De plus, il avait demandé au premier président
de la Cour des Comptes un rapport sur "un réexamen
d'ensemble" des fonds spéciaux. Ce rapport lui
a été remis le 19 octobre 2001 par le premier
président de la Cour des comptes François
Logerot. Ses propositions ont été "reprises"
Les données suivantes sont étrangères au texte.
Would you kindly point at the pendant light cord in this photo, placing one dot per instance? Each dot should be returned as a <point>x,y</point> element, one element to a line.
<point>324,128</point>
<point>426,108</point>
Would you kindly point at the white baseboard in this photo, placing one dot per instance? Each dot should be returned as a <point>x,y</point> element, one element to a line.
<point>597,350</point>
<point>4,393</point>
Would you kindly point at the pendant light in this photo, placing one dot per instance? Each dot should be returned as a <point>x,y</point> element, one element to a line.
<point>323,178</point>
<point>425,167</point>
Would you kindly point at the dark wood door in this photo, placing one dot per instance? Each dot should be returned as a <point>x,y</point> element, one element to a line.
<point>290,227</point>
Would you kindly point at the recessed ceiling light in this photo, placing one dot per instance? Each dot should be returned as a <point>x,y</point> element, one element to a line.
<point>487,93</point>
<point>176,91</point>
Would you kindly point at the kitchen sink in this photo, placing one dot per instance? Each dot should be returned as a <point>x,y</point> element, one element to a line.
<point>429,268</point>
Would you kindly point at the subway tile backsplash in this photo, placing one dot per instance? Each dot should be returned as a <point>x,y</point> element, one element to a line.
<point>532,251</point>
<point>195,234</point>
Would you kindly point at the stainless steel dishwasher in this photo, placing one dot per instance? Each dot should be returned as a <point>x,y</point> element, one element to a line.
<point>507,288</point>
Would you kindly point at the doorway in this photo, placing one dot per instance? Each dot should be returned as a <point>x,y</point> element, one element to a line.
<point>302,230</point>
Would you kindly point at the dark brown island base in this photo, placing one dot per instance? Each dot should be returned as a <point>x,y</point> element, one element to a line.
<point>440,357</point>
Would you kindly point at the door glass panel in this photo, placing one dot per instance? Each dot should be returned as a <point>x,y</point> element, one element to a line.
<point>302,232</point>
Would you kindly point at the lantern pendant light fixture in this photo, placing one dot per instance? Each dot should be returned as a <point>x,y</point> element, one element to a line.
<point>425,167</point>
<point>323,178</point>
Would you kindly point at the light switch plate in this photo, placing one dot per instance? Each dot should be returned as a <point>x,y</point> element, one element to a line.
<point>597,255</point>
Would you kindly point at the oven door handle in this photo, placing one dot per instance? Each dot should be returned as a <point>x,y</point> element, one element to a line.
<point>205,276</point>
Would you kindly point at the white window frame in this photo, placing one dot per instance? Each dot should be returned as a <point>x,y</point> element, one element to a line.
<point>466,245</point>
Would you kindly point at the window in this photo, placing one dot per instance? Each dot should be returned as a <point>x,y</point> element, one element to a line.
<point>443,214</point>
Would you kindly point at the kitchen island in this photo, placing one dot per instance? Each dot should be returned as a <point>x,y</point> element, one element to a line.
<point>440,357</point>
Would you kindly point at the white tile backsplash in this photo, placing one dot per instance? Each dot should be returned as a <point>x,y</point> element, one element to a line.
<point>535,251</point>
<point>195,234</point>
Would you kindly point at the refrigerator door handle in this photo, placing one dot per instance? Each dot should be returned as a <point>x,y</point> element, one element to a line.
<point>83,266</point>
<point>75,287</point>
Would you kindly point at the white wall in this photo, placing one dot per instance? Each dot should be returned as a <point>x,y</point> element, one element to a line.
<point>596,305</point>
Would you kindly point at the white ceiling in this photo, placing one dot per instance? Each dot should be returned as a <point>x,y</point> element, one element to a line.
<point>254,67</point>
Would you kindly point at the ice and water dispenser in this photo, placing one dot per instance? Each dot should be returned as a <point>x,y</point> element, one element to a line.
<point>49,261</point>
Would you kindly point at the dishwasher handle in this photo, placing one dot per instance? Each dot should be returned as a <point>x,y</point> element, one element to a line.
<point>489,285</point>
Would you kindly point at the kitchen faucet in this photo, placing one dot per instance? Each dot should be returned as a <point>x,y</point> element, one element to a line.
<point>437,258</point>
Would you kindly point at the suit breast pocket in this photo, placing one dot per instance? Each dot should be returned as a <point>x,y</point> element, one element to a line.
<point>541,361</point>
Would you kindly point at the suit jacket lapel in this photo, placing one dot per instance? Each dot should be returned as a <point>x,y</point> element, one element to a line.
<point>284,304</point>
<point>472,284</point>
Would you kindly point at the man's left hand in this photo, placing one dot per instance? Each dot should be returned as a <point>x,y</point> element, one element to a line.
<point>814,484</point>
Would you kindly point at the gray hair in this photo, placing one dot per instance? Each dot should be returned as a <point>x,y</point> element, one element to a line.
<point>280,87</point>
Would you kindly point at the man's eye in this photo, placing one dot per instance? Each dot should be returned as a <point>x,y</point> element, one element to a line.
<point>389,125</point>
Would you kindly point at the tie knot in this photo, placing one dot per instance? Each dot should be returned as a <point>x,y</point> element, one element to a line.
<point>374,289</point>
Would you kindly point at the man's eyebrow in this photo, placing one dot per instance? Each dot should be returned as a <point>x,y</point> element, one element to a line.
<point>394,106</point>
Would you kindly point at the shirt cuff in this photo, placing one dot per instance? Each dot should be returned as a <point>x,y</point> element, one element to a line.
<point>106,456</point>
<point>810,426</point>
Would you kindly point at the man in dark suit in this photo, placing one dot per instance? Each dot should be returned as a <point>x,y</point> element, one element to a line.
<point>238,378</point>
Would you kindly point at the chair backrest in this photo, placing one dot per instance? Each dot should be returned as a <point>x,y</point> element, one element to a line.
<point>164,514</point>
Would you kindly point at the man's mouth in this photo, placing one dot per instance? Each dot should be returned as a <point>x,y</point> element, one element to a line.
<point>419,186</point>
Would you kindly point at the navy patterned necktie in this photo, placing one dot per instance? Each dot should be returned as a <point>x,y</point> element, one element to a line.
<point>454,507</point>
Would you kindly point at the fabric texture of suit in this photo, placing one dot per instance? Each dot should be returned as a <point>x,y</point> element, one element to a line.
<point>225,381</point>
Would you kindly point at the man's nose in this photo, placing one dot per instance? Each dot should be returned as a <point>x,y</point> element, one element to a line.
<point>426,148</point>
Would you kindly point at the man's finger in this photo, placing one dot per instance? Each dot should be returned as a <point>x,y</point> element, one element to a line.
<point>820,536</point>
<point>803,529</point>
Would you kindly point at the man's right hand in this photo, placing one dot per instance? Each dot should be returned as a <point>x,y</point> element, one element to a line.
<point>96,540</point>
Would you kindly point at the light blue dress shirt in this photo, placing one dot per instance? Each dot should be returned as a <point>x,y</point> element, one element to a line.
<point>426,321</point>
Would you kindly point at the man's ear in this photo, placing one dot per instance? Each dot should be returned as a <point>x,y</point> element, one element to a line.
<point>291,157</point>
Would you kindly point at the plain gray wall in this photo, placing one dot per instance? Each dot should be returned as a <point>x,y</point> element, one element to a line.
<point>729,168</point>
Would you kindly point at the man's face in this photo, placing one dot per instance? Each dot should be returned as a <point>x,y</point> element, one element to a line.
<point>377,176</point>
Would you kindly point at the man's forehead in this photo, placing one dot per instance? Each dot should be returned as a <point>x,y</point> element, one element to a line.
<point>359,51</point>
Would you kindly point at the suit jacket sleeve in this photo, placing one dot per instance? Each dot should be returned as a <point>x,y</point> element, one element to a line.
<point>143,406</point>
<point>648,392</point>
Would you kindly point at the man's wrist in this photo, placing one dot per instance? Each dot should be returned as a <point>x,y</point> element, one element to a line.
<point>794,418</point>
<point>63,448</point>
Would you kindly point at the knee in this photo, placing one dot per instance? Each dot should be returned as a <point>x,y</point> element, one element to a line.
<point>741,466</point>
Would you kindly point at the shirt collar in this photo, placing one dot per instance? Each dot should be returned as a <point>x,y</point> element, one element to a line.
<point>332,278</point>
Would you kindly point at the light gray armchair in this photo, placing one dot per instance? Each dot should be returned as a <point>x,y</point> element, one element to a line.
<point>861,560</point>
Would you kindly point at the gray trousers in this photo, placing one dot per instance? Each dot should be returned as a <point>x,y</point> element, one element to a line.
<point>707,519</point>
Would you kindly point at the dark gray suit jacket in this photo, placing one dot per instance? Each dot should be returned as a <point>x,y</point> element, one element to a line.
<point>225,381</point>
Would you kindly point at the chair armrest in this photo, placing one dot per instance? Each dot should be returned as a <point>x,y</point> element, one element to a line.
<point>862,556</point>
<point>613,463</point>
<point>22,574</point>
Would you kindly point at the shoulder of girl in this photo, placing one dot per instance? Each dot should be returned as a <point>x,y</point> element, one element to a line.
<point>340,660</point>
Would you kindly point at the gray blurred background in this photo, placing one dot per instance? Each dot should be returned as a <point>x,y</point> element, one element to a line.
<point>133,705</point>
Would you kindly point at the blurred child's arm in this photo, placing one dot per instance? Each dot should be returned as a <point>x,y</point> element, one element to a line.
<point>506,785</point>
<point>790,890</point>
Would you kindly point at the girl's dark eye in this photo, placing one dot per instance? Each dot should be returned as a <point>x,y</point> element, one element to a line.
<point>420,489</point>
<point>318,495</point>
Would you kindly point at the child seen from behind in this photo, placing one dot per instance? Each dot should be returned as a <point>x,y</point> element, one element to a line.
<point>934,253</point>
sous la forme de deux amendements au projet de loi de finances
pour 2002 présentés par Florence Parly, secrétaire
d'Etat au Budget.
Seuls les crédits alloués aux services de
renseignement (DST, DGSE) resteront soumis au régime
ancien des fonds spéciaux. Ils doivent toutefois
être soumis au contrôle d'une commission, composée
de deux députés et deux sénateurs désignés
par les présidents des deux assemblées, ainsi
que deux membres de la Cour des comptes désignés
pour cinq ans.
Quant aux indemnités allouées aux membres
des cabinets ministériels..., elles doivent désormais
être versées par virement et donner lieu à
une fiche de paie. Elles sont soumises aux contributions
sociales et à l'impôt sur le revenu.
Pour compenser la "perte" de revenu des ministres,
le Gouvernement Raffarin a opté pour une augmentation
de 70% du traitement de ces derniers, hausse qui a été
ratifiée début août par la loi de finances
rectificative pour 2002.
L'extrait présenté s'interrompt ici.